Combining the evidence of multiple query representations for information retrieval

摘要

We report on two studies in the TREC-2 program that investigated the effect on retrieval performance of combination of multiple representations of TREC topics. In one of the projects, five separate Boolean queries for each of the 50 TREC routing topics and 25 of the TREC ad hoc topics were generated by 75 experienced online searchers. Using the INQUERY retrieval system, these queries were both combined into single queries, and used to produce five separate retrieval results for each topic. In the former case, progressive combination of queries led to progressively improving retrieval performance, significantly better than that of single queries, and at least as good as the best individual single-query formulations. In the latter case, data fusion of the ranked lists also led to performance better than that of any single list. In the second project, two automatically produced vector queries and three versions of a manually produced P-norm extended Boolean query for each routing and ad hoc topic were compared and combined.
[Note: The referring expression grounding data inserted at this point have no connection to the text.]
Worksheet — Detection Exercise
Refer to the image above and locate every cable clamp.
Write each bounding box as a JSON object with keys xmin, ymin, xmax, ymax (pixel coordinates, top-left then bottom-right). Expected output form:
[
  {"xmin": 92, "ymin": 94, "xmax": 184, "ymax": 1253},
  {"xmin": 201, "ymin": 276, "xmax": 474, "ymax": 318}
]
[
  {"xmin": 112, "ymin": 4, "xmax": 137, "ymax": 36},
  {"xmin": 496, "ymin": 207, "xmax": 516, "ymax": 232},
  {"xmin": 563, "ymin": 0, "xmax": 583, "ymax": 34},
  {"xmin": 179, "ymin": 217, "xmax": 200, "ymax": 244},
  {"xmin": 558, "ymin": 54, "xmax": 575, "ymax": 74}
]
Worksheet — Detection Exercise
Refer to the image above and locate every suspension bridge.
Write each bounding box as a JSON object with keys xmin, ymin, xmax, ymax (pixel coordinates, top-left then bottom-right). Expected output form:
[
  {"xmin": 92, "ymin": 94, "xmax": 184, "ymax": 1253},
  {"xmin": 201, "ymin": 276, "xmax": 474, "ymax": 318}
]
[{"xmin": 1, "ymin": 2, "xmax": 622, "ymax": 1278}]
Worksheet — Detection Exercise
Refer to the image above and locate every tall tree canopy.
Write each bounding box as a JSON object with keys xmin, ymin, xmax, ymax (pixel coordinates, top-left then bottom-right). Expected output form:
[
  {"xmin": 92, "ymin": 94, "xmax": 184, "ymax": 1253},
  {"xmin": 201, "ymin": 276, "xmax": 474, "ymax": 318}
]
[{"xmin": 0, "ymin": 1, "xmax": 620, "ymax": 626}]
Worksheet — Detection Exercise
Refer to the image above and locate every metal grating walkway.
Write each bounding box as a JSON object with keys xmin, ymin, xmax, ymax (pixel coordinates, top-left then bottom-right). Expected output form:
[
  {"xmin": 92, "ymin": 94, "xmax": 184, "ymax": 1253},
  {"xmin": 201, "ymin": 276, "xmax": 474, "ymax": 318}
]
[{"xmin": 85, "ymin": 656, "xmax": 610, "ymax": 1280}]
This project investigated six different methods of combination of queries, and the combination of the same queries on different databases. As in the first project, progressive combination led to progressively improving results, with the best results, on average, being achieved by combination through summing of retrieval status values. Both projects found that the best method of combination often led to results that were better than the best performing single query. The combined results from the two projects have also been combined by data fusion. The results of this procedure show that combining evidence from completely different systems also leads to performance improvement.